Justices Sandson S. Silomba, Marvin Mwanamwambwa and Hilda Chibomba would not hear of it.
This was in the matter between Zanetta Nyendwa a Zambian woman and Kenneth Paul Spooner a British national and resident.
On 12th January 2009 the High Court registered an ex-parte Order from the Family Division of the High Court of Justice in England.
The facts are that Zanetta Nyendwa and Kenneth Paul Spooner co-habited together until they separated through a Separation Agreement dated 14th March 2010. The two have minor children, Devian Nicholas Spooner and Caelen Alexander Spooner (3&5yrs as at 2008) who are British nationals.
On 20th November 2008, Spooner obtained an ex-parte order which compelled Zanetta Nyendwa (the mother) to return the children to UK following her failure to do so after a two-week holiday.
Armed with this English Order, Spooner came to Zambia and applied in the High Court of Zambia under the Foreign Judgments- (Reciprocal and Enforcement) Act of 1933 to register and enforce this Order. The High Court registered the English Order.
Zanetta Nyendwa through her lawyers Musa Dudhia &Company applied to have the Judgment set aside. The High Court refused to set aside English Order directing Nyendwa to pursue this matter in Britain. Spooner was represented by Musa Adams & Company.
Zanetta Nyendwa appealed to the Supreme Court filing supporting grounds with 4 grounds arguing her case and which were;
- That the High Court erred in law when it registered an English Order under the Foreign Judgment Reciprocal and Enforcement Act which is not applicable in law.
- The High Court failed to take into account Rule 9 of the Foreign Judgment Reciprocal Enforcement Act which requires the registering party to give adequate notice and time to the other party to allow them time to consider an application to set aside the said order.
- That the Children were now resident in Zambia and their custody was a subject to the Jurisdiction of Zambia
- That the Separation Agreement signed between the parties was not valid in law.
On 17th June 2010 the Supreme Court sitting with a Coram of three rules that;
- The principal of registration of foreign Judgments or Orders is on a reciprocal basis.
- That under the Act, matrimonial and family matters are expressly excluded from registration and enforcement and that this type of English Order was not capable of registration under the Laws of Zambia.
- That the registration should also have been set aside since Ms Nyendwa was not heard or did not appear before the English High Court.
- The Act also excludes from registration or application matters relating to guardianship of infants, bankruptcy proceedings, and matrimonial causes, deceased’s estate, lunacy e.t.c. That the High Court should have set aside the English Order on this ground alone that excludes matrimonial matters from registration as cited by the Act.

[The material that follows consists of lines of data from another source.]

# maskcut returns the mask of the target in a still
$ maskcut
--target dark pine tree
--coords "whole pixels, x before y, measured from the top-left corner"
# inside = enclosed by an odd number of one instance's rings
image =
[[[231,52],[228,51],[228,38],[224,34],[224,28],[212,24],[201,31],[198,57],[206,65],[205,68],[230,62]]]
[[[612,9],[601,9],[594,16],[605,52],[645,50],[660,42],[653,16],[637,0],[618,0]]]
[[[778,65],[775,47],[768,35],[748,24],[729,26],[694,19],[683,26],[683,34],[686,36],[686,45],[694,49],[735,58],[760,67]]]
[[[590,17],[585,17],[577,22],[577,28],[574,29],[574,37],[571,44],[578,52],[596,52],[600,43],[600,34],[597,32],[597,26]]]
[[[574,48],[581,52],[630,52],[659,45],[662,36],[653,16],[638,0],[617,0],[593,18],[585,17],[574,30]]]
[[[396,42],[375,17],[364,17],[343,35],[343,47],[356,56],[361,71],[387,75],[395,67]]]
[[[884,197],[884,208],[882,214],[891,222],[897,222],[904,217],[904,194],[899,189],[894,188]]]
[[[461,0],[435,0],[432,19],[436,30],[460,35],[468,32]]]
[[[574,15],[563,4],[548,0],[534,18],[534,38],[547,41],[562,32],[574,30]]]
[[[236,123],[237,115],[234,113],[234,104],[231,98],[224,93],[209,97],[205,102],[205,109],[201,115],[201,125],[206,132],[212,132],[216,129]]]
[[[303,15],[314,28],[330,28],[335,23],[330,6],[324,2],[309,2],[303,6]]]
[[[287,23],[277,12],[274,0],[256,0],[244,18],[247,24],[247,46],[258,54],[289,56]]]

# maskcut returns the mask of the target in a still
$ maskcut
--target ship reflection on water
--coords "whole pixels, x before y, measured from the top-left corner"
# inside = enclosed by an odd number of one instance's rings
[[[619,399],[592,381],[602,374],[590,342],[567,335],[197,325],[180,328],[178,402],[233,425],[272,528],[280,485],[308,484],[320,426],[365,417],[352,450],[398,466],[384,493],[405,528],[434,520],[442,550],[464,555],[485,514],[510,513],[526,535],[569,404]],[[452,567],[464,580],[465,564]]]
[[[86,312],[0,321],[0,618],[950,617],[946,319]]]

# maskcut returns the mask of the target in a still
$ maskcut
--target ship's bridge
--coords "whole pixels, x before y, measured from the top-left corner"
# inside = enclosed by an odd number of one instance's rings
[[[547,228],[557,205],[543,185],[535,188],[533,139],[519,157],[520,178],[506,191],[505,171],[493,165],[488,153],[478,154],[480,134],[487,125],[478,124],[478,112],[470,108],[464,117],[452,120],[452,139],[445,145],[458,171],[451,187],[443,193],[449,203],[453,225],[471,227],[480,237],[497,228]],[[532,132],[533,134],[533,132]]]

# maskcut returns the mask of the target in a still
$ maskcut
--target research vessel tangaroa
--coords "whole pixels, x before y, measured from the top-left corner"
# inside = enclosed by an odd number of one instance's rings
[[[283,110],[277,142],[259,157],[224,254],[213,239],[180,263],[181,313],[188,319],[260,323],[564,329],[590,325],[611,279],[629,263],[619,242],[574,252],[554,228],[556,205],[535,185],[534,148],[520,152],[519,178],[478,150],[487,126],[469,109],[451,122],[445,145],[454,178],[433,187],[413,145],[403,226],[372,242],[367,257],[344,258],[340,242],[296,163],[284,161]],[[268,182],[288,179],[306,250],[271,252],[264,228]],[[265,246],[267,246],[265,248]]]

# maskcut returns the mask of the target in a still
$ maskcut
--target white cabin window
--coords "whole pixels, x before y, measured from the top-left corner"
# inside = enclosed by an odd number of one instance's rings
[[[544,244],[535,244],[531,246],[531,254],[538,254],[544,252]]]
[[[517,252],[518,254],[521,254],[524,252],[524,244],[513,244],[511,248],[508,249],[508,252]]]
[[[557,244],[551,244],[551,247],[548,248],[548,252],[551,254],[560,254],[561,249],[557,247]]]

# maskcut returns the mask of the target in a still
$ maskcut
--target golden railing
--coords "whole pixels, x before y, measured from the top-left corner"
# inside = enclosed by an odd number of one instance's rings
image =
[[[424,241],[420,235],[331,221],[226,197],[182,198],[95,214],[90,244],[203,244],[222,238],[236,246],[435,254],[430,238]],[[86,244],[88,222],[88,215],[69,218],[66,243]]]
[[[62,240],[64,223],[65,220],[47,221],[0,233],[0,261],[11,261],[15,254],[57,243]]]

- That Mr. Spooner made a grave error by applying in the United Kingdom as there is no Reciprocal arrangement for registration and enforcement of this type of Judgment or Order between Zambia and the United Kingdom. That Spooner should have applied in Zambia and not England for his claims.
- That Zambia is not a party and is a non-Convention Country to The Hague and other Conventions cited in relating to children.
The Supreme Court set aside the English Order.